Published November 3, 2011
With a $964,000 grant, the Department of Family Medicine is forming a national council to develop curricula and standards of excellence for postgraduate education programs in addiction medicine.
The department will use the award from the National Institute on Alcoholism and Alcohol Abuse to establish a residency assistance council comprised of leaders in addiction medicine.
“With this grant we are addressing the significant need to develop innovative ways to train both primary care doctors and addiction specialists,” says Richard D. Blondell, MD, director of addictions research and professor of family medicine.
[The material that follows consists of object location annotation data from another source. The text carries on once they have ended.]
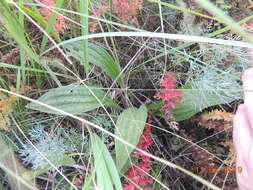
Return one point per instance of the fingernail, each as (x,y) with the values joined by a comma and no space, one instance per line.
(247,74)
(240,108)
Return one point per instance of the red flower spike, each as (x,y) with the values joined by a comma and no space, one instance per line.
(138,175)
(59,25)
(168,94)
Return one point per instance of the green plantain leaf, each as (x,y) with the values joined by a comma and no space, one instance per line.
(129,127)
(107,176)
(97,56)
(191,98)
(73,99)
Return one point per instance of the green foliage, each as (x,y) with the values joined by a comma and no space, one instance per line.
(73,99)
(53,146)
(129,127)
(107,176)
(97,56)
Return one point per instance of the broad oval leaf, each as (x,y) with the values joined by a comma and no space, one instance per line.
(129,127)
(107,176)
(191,98)
(73,99)
(97,56)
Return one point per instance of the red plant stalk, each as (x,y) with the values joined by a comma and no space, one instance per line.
(138,175)
(169,94)
(59,25)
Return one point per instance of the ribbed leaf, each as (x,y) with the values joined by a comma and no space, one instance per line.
(188,104)
(129,127)
(97,56)
(107,176)
(73,99)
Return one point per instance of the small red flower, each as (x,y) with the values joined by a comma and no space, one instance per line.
(169,94)
(59,25)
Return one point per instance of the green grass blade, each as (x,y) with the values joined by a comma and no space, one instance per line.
(49,28)
(84,8)
(224,18)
The grant also address the shortage of addiction medicine physicians in academia—individuals qualified to conduct clinical and translational research on addictions, translate their research into practice and teach medical students and residents.
Blondell, who is co-principal investigator on the grant, chairs the Residency Accreditation Review Committee of the American Board of Addiction Medicine.
He also directs the UB Department of Family Medicine’s addiction medicine residency—one of only nine such residencies in the U.S. that were accredited earlier this year.
An expert on alcohol dependence, Blondell has conducted research designed to improve outcomes for patients discharged from detoxification programs. He also studies new pharmacotherapeutic approaches to various types of addictions.
Jeffrey H. Samet, MD, of the Boston University School of Medicine, also is co-principal investigator on the grant.